Labrador is more than significant, says NCC conservation planner Lindsay Notzl. She has made 10 trips exploring its woodlands and tundra, wetlands and rivers for the unique mapping project.

"Labrador is a very special place," she said in an interview. "Coming from Toronto, where our conservation opportunities are so slim, it takes your breath away to be able to fly in a helicopter over vast tracts of forest where there's absolutely no human disturbance.

"It's magical."

The project is using cutting-edge Geographic Information Systems, computer-based tools that store data on everything from water fowl to sandy beaches. Notzl hopes that technology will help create a final product by early next year that's an interactive document on Labrador ecology.

"If it's ecologically relevant, we've mapped it," she said. "One of the most useful products I think will be the human footprint index where people can actually start to look at what the picture looks like now and then potentially use that information to forecast into the future.

"What we're producing is not a silver bullet map -- you know, these are the areas of high conservation value that are no-go zones. We're looking at what are the different options for conservation and development, given the variety of goals."

Notzl described the survey as a collaborative bid to provide information that was previously inaccessible or hard to find and offer it as a guide for future decisions.

The $500,000 project has been funded by the provincial government, NCC, private foundations and Mountain Equipment Co-op, the only source of "industry" funding, Notzl said.

It pulls together information from smaller environmental studies and historic data on forest conditions before the Upper Churchill hydro development transformed the mighty Churchill River in the late 1960s.

Plans for another hydro dam at Muskrat Falls on the same river could be approved later this year. In Labrador West, iron ore mining has expanded in recent years driven by global demand for steel.

"The Labrador landscape has changed significantly in the last five years and, in the next five to 10 years, we can expect to see quite significant changes," Notzl said.

"We want to have a living document and then you would have all this map information that would be updated over time."
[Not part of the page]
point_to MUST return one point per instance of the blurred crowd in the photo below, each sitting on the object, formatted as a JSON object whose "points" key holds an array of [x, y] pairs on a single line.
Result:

A vital part of the process has been gathering input from Labrador's aboriginal peoples -- the Innu, the Northern Inuit of Nunatsiavut and the Southern Inuit-Metis of NunatuKavut, Notzl said.

Todd Russell, president of NunatuKavut, said his group represents about 6,000 people whose perspective reflects generations of living and depending on the land.

Consultation is essential "so that there's an accurate picture being drawn that gets presented not only to the public but to developers and potential investors," he said.

Russell's group has vowed to fight Muskrat Falls at every turn, saying its transmission lines would disrupt traditional fishing and trapping grounds without properly benefiting the aboriginal people affected.

"We don't even get the hydro," he said in an interview.

Newfoundland and Labrador Premier Kathy Dunderdale has said her government would not be pushed into a benefits agreement with the NunatuKavut, saying the group doesn't have status and should be discussing their claim with Ottawa.